Improving infrastructure and the return of international tourism will see integrated resorts in the Philippines’ Clark and Cebu regions, and the IRs in Vietnam tipped for a strong rebound over the next few years, says industry veteran Dennis Andreaci.
Drawing upon his experience as one of the early pioneers in Macau, Singapore, and Manila, Andreaci expects Clark’s growth to look similar to that of Manila’s Entertainment City from years ago.
“During the early days of Manila, Macau was seen as the greatest gaming market in the world – with customers going to Macau many times a year. Back then, we said: if you can get some of those customers to come to Manila just once every ten trips, then you already have an incredible market. It’s now the same thing for Clark.”
“During Covid the government had completed the new terminal of the Clark International Airport. So now with the Philippines opening up, you know, obviously, we expect a lot of flights to return to the Clark,” said Andreaci, noting the airport will likely see four to five flights from Korea a day, as well as flights from Qatar, Emirates and others.
Starting in 2019, the Clark airport expansion program has seen more than 100,000 square meters of space added in a new terminal – which has the capacity to accommodate 8 million passengers annually, increasing the airport’s total capacity to 12.2 million per year.
By 2025, another four new terminals are set to be added, boosting Clark’s passenger capacity to more than 110 million annually.
“That’s aside from the fact that [Clark] has its own local market, because everything north of Manila sees Clark as the entertainment destination to go to,” he adds.
“There’s nice restaurants, theaters, lots of it, there’s entertainment there, there’s golf and all kinds of outdoor activities and attractions, and now, you have five-star hotels.”
“So Clark is making its own position in the market.”
It’s a 19-storey, 13-hectare property adjacent to the Clark Marriott Hotel. Earlier this month, Hann opened the first Swissôtel branded hotel in the country at the property.
“So for visitors flying in there as foreigners it’s a comprehensive tourism experience where you can play golf in the daytime, go to the casino or the fine dining at night. So there’s a variety of things here, not just gaming like you would see in Macau or to some degree in Manila.”
Andreaci added that he was similarly optimistic about NUSTAR’s new resort and casino in Cebu which will help cement Cebu as an international destination as well.
Outside of the Philippines, Andreaci says he has also tipped Vietnam for significant growth.
“You have Ho Tram, you have Hoiana, and you have Corona Resort and Casino. Ho Tram has been there a while but they’ve just opened up the Intercontinental and the Holiday Inn making this a large comprehensive integrated resort.

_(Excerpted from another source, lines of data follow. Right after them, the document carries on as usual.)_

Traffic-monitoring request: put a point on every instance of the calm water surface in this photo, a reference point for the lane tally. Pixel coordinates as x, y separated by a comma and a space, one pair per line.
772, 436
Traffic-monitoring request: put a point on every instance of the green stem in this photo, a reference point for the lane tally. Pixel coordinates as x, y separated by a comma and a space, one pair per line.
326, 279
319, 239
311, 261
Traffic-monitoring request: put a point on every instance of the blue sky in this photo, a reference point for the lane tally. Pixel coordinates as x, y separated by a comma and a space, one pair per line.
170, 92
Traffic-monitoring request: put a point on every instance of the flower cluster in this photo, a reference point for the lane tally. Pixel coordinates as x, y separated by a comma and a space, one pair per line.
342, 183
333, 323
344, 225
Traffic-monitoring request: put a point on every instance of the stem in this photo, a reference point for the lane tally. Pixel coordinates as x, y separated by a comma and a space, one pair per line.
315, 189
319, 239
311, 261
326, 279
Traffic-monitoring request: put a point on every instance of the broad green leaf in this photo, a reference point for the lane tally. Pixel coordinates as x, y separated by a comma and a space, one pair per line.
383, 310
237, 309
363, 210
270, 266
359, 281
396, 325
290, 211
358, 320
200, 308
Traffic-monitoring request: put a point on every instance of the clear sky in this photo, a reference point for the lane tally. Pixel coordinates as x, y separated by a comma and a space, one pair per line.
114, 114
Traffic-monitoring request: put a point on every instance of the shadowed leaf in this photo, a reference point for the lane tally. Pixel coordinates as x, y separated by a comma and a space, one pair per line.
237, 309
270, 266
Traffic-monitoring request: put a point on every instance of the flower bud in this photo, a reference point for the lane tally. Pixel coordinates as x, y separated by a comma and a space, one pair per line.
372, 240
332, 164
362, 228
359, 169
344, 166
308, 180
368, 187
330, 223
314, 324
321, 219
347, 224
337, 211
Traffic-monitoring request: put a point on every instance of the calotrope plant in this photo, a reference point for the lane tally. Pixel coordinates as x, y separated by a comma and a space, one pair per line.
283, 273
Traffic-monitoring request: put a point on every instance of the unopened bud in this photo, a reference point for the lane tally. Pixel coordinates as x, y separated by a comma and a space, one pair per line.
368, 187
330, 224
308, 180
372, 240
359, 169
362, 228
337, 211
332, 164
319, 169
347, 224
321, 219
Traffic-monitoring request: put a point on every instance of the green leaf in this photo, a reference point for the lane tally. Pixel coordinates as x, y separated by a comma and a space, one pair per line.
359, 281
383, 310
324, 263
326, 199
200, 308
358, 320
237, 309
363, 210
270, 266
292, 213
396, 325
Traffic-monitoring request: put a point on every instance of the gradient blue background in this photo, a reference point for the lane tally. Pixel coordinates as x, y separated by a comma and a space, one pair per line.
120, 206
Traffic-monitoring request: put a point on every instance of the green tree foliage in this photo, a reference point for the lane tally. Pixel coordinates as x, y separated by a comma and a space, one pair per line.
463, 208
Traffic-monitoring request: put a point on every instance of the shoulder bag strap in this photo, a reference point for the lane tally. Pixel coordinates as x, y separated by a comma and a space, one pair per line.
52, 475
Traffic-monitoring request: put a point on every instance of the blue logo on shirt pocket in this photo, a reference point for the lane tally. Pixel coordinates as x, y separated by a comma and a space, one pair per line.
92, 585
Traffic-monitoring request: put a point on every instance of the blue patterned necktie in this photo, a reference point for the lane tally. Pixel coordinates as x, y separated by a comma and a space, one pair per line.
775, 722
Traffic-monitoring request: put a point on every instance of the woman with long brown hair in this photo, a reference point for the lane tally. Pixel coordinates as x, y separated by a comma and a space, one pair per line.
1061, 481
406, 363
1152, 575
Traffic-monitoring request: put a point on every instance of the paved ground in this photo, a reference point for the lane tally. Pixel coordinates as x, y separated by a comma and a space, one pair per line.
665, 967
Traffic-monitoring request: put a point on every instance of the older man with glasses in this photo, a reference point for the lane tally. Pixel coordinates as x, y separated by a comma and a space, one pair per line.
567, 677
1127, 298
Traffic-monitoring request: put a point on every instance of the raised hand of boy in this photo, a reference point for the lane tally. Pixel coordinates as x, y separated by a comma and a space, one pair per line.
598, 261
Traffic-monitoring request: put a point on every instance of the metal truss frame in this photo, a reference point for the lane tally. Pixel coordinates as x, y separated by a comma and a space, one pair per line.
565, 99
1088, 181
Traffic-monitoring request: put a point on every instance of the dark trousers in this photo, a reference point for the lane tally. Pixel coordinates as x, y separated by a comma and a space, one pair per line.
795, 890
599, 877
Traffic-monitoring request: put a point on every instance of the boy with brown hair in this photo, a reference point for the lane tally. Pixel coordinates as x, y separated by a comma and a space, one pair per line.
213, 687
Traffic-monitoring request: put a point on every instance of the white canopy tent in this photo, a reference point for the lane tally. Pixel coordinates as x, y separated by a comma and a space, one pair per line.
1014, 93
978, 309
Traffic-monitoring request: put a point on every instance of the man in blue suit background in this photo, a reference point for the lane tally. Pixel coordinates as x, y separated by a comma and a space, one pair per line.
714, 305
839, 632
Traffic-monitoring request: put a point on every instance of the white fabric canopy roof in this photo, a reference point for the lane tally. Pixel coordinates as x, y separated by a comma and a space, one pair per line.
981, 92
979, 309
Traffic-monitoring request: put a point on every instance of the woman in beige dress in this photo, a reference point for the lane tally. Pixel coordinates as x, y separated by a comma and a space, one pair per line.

Hoiana and Corona just started to get going when Covid hit and I believe these two will really hit it off big as Vietnam now starts to open up from Covid.”
“So I see these three major IRs leading the way in Vietnam and I am very bullish on Vietnam.”
When asked whether there is still a place for mega resorts in a world where customers are starting to demand more personalized travel experiences, Dennis said that Vietnam’s casinos were well positioned for this shift.
“The market is maturing, people are becoming more sophisticated travelers, especially the younger people, where gaming is not a big part of their wallet spend. So, other things do matter. And we are seeing that everywhere.”
“Those Vietnam integrated resorts we mentioned are all on the coast, so there are beaches, Ho Tram has world-class golf, on the beach and close to Ho Chi Minh City. Corona is located on a stunning tropical island and Hoiana is located in a very historical part of Vietnam, so they all have something unique to offer.”